El comportamiento de intimidar a otros puede ser físico
o verbal. Los varones tienden a usar la intimidación
física o las amenazas, sin importarles el género de sus
víctimas. La intimidación de las niñas es con mayor
frecuencia verbal, usualmente siendo otra niña el
objetivo. Recientemente el intimidar ha sido reportado
en las salas de conversación ("chat rooms") de las
computadoras y mediante la correspondencia electrónica
("e-mail").
¿Qué sucede en los niños que son intimidados?
Los niños que son intimidados experimentan un
sufrimiento real que puede interferir con su desarrollo
social y emocional, al igual que con su rendimiento
escolar. Algunas víctimas de intimidación hasta han
intentado suicidarse antes de tener que continuar
tolerando tal persecución y castigo.
¿Qué sienten las personas que intimidan a otras?

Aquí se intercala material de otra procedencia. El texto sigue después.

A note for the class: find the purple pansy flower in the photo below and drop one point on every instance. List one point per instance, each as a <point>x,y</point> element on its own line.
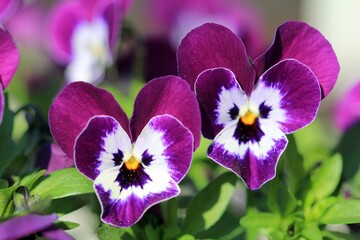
<point>347,111</point>
<point>9,60</point>
<point>30,225</point>
<point>83,36</point>
<point>134,164</point>
<point>248,109</point>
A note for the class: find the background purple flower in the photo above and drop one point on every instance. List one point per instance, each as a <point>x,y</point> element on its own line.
<point>162,24</point>
<point>83,36</point>
<point>9,60</point>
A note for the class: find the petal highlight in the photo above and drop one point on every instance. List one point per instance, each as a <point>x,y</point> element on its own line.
<point>254,160</point>
<point>220,97</point>
<point>288,95</point>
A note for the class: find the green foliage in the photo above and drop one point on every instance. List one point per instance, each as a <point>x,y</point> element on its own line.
<point>63,183</point>
<point>210,204</point>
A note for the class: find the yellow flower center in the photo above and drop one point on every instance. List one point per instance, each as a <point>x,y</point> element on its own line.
<point>248,118</point>
<point>132,164</point>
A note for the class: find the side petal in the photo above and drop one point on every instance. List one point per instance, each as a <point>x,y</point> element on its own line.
<point>347,110</point>
<point>254,160</point>
<point>300,41</point>
<point>9,58</point>
<point>2,104</point>
<point>23,226</point>
<point>74,106</point>
<point>211,46</point>
<point>288,95</point>
<point>220,97</point>
<point>102,145</point>
<point>165,149</point>
<point>167,95</point>
<point>113,12</point>
<point>63,19</point>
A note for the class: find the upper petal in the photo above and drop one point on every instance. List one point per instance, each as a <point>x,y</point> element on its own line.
<point>102,145</point>
<point>220,97</point>
<point>9,58</point>
<point>288,95</point>
<point>252,155</point>
<point>210,46</point>
<point>2,104</point>
<point>167,95</point>
<point>300,41</point>
<point>74,106</point>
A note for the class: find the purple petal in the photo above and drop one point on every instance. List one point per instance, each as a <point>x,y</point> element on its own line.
<point>8,8</point>
<point>2,104</point>
<point>113,11</point>
<point>74,106</point>
<point>210,46</point>
<point>58,159</point>
<point>167,95</point>
<point>253,158</point>
<point>300,41</point>
<point>26,225</point>
<point>64,18</point>
<point>347,110</point>
<point>288,95</point>
<point>218,93</point>
<point>101,145</point>
<point>9,58</point>
<point>165,147</point>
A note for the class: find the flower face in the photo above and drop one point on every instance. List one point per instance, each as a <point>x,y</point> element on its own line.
<point>9,60</point>
<point>135,164</point>
<point>248,116</point>
<point>83,36</point>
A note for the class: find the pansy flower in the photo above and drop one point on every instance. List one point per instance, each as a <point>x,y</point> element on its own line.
<point>83,36</point>
<point>347,110</point>
<point>9,60</point>
<point>248,108</point>
<point>134,164</point>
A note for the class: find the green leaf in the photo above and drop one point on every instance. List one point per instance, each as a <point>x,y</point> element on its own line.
<point>209,205</point>
<point>7,145</point>
<point>66,225</point>
<point>63,183</point>
<point>29,180</point>
<point>281,200</point>
<point>293,165</point>
<point>349,149</point>
<point>311,231</point>
<point>108,232</point>
<point>344,212</point>
<point>325,178</point>
<point>257,220</point>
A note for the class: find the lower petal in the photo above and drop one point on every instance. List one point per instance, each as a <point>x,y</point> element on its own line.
<point>125,207</point>
<point>254,160</point>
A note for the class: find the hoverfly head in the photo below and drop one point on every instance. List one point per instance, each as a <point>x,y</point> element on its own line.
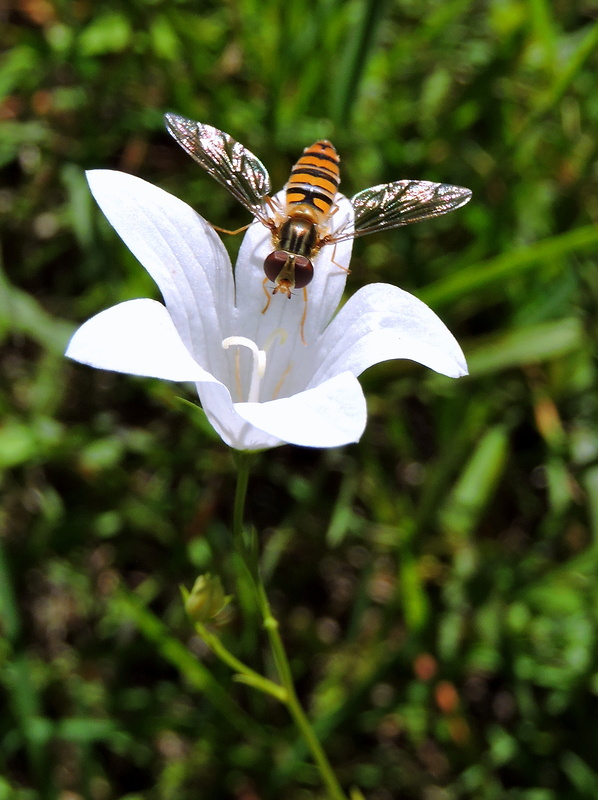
<point>288,271</point>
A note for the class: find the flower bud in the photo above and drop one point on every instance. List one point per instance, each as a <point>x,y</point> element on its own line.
<point>207,599</point>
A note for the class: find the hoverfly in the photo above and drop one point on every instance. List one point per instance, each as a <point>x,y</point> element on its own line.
<point>301,227</point>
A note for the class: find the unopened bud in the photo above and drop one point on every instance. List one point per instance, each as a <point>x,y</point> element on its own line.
<point>207,599</point>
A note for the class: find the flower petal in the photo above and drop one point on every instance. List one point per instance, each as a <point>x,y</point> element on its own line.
<point>332,414</point>
<point>234,429</point>
<point>381,322</point>
<point>181,252</point>
<point>137,337</point>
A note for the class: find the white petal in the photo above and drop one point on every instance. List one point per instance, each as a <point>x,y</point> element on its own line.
<point>181,252</point>
<point>234,429</point>
<point>381,322</point>
<point>332,414</point>
<point>137,337</point>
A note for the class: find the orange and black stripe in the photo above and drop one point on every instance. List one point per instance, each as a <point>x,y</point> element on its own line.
<point>315,177</point>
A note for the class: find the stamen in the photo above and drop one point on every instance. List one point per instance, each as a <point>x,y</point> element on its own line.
<point>259,363</point>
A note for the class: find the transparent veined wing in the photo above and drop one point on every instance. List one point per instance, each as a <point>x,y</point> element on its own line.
<point>390,205</point>
<point>225,159</point>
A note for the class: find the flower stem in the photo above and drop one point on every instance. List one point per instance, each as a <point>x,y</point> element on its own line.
<point>281,661</point>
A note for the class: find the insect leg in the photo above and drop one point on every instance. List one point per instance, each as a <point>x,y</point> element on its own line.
<point>304,316</point>
<point>268,295</point>
<point>230,233</point>
<point>336,264</point>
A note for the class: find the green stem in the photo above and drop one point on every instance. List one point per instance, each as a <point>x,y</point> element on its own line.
<point>245,673</point>
<point>271,625</point>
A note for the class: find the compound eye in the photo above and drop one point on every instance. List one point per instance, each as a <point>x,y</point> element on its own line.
<point>274,264</point>
<point>304,271</point>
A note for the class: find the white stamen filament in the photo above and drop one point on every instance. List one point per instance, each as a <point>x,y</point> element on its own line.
<point>259,363</point>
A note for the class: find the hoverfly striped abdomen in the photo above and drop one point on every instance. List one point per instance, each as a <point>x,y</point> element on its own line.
<point>315,179</point>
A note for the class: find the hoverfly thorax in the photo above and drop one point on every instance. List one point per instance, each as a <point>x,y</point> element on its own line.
<point>289,266</point>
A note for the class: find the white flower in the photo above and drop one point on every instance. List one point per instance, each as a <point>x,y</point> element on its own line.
<point>259,384</point>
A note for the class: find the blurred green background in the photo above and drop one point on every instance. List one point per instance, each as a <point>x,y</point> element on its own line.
<point>436,583</point>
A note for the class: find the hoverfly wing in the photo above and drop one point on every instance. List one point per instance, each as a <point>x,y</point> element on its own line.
<point>390,205</point>
<point>225,159</point>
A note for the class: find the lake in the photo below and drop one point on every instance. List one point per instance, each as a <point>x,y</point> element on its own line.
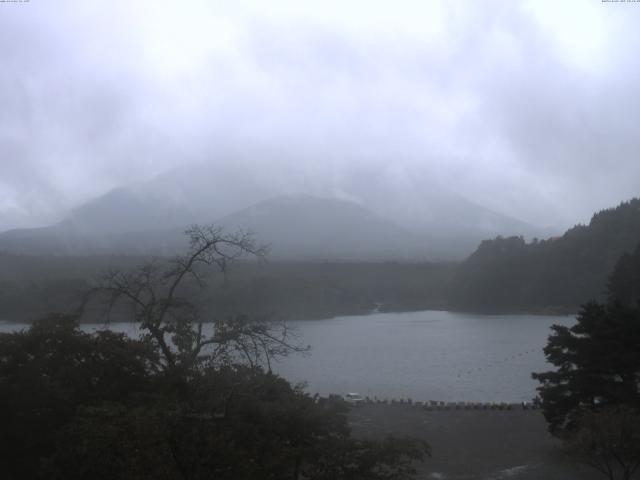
<point>428,355</point>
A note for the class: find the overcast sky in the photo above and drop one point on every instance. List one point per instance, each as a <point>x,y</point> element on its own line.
<point>530,108</point>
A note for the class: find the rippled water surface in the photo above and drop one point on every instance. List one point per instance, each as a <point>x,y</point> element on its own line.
<point>429,355</point>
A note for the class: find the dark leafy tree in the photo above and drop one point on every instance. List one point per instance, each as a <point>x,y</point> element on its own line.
<point>47,372</point>
<point>609,440</point>
<point>592,399</point>
<point>160,298</point>
<point>179,403</point>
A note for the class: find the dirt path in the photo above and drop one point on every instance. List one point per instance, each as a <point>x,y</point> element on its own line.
<point>475,444</point>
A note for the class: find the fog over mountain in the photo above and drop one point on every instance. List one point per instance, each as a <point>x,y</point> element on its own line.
<point>443,117</point>
<point>339,222</point>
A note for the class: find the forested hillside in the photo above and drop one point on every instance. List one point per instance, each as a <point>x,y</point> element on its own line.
<point>558,274</point>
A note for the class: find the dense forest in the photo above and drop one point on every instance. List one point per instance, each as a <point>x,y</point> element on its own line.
<point>553,275</point>
<point>31,286</point>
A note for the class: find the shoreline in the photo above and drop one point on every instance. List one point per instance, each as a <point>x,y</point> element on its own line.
<point>474,444</point>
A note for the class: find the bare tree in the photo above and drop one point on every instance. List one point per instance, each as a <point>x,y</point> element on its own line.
<point>160,299</point>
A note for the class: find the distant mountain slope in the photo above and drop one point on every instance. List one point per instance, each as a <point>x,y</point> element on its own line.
<point>427,213</point>
<point>563,272</point>
<point>306,227</point>
<point>297,227</point>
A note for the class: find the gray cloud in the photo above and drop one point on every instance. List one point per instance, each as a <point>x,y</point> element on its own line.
<point>528,108</point>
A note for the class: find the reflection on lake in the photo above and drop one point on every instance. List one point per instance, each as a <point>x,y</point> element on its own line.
<point>429,355</point>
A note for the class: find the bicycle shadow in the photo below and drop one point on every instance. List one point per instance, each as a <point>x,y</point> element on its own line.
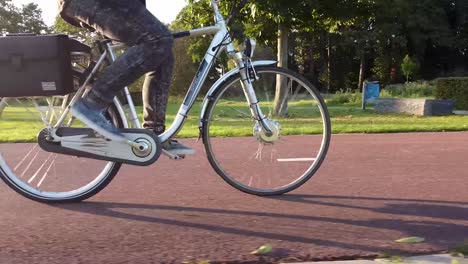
<point>447,233</point>
<point>394,206</point>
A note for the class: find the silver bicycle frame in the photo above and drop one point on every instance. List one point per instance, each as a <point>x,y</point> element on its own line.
<point>221,42</point>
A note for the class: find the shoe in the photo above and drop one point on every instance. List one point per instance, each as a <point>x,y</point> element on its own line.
<point>95,119</point>
<point>175,148</point>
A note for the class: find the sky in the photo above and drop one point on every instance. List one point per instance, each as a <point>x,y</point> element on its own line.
<point>164,10</point>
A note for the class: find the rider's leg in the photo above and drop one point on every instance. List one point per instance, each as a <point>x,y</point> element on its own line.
<point>131,23</point>
<point>155,97</point>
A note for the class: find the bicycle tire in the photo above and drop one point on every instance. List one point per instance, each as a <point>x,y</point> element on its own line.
<point>73,169</point>
<point>232,158</point>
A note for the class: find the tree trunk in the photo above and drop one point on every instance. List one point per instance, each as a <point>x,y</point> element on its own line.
<point>280,105</point>
<point>3,104</point>
<point>362,71</point>
<point>328,62</point>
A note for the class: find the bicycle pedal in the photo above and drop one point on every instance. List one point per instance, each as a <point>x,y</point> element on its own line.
<point>173,156</point>
<point>83,142</point>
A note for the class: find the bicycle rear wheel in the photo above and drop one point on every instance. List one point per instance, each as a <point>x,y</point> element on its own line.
<point>251,160</point>
<point>40,175</point>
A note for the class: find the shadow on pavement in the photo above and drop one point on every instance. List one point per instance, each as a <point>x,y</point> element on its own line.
<point>442,233</point>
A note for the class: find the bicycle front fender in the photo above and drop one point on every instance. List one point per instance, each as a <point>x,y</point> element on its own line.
<point>220,81</point>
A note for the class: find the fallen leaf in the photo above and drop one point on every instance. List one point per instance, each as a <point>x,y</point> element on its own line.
<point>265,249</point>
<point>410,240</point>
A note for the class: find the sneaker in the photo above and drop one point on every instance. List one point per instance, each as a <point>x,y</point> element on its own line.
<point>95,119</point>
<point>175,148</point>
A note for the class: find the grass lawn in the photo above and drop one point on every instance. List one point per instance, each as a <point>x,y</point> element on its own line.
<point>20,124</point>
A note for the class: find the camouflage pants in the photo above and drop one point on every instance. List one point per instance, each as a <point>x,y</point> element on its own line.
<point>150,52</point>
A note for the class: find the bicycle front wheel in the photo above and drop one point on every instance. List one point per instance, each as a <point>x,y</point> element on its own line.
<point>38,174</point>
<point>261,163</point>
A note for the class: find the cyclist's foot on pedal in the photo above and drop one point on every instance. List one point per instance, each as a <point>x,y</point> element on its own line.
<point>175,148</point>
<point>94,118</point>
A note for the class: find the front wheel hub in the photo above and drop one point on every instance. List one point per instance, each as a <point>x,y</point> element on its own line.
<point>262,135</point>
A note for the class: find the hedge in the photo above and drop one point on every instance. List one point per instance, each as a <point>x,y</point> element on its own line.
<point>455,89</point>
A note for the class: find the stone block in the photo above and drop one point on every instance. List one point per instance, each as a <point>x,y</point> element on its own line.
<point>420,107</point>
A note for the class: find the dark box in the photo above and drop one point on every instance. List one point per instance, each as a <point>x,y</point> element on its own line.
<point>35,65</point>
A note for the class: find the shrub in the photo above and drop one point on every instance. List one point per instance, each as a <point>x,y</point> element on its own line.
<point>420,89</point>
<point>455,89</point>
<point>344,98</point>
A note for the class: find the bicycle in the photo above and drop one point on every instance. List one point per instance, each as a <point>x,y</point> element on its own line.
<point>68,162</point>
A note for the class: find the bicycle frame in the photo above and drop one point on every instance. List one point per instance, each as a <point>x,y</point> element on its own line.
<point>221,42</point>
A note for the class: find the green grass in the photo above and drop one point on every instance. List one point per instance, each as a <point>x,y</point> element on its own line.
<point>460,250</point>
<point>18,124</point>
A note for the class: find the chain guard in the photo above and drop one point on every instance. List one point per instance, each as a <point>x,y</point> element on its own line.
<point>83,142</point>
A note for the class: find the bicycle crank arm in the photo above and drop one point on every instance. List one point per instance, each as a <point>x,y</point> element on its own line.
<point>144,150</point>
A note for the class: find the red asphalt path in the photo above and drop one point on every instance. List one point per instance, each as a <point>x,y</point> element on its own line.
<point>371,190</point>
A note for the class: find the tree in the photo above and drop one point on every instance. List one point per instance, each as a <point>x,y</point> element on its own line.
<point>408,67</point>
<point>27,19</point>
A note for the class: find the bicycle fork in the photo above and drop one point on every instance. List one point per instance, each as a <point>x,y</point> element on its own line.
<point>248,76</point>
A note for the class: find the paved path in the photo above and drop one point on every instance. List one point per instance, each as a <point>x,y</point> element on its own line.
<point>372,190</point>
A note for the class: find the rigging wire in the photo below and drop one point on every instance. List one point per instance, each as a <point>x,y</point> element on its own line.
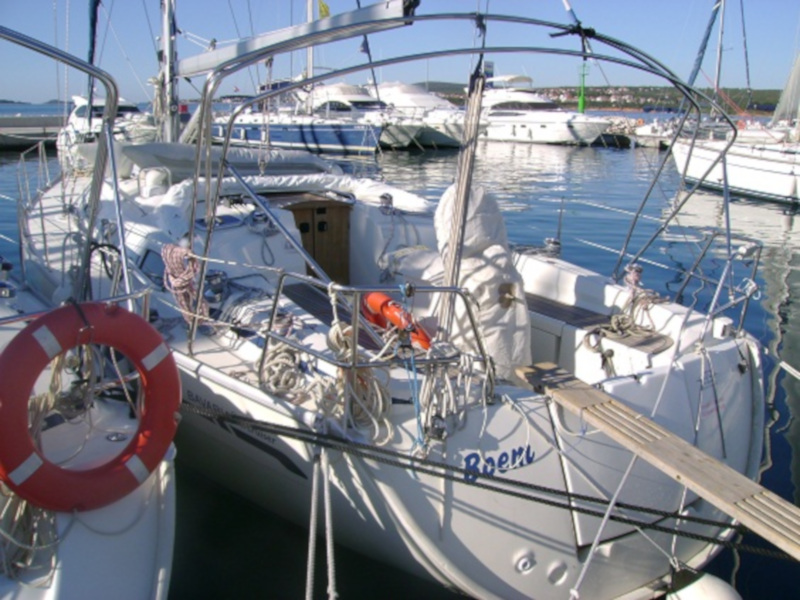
<point>239,35</point>
<point>150,28</point>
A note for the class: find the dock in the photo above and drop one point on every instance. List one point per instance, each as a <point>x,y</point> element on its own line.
<point>752,505</point>
<point>22,132</point>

Los niños y adolescentes que intimidan, se engrandecen y
cobran fuerzas al controlar o dominar a otros. Ellos
muchas veces han sido las víctimas de abuso físico o de
intimidación. Los intimidadores pueden también estar
deprimidos, llenos de ira y afectados por eventos que
suceden en la escuela o en el hogar. Los niños que son
el blanco de los intimidadores también tienden a caer
bajo un perfil particular. Los intimidadores a menudo
escogen niños que son pasivos, que se intimidan con
facilidad o que tienen pocos amigos. Las víctimas
también pueden ser más pequeños o menores a quienes se
les hace muy difícil defenderse a sí mismos.
¿Qué hacer si sospecha que su hijo esta siendo
intimidado por alguna persona?
• Si usted sospecha que su hijo está intimidando a
otros, es importante que busque ayuda para él o ella tan
pronto como le sea posible. Sin una intervención, la
intimidación puede llevar a serias dificultades
académicas, sociales, emocionales y legales. Hable con
el pediatra, maestro, principal, consejero escolar o
médico de familia de su niño. Si la intimidación
continúa, una evaluación comprensiva por un siquiatra de
niños y adolescentes u otro profesional de la salud
mental debe de ser planificada. La evaluación puede
ayudarlos a usted y a su niño a entender cuál es la
causa de la intimidación y a desarrollar un plan para
ponerle fin al comportamiento destructivo.
• Si usted sospecha que su niño ha sido víctima de
intimidación, pídale a él o a ella que le diga lo que
está pasando. Usted puede ayudar proveyéndole muchas
oportunidades para que hable con usted de manera abierta
y sincera.
• También es importante que se responda de manera
positiva y con aceptación. Hágale saber a su hijo que no
es su culpa y que él o ella hizo lo correcto al
decírselo a usted. Otras sugerencias específicas
incluyen lo siguiente:
• Pregúntele a su niño lo que él o ella cree que se debe
de hacer. ¿Qué él ha tratado ya? ¿Qué le funcionó y qué
no le funcionó?
• Busque ayuda de la maestra del niño o del consejero de
la escuela. La mayor parte de la intimidación ocurre en
las áreas de juego, en las cafeterías, los baños, donde
no hay supervisión.
• No estimule a su niño para que se defienda peleando.
En vez de ello, sugiera que él o ella trate de alejarse
para evitar al intimidador, o que busque la ayuda del
maestro, entrenador u otro adulto.
• Ayude a su niño a practicar a hacer valer sus
derechos. El simple acto de insistir que el intimidador
lo deje solo o quieto puede tener un efecto sorpresivo.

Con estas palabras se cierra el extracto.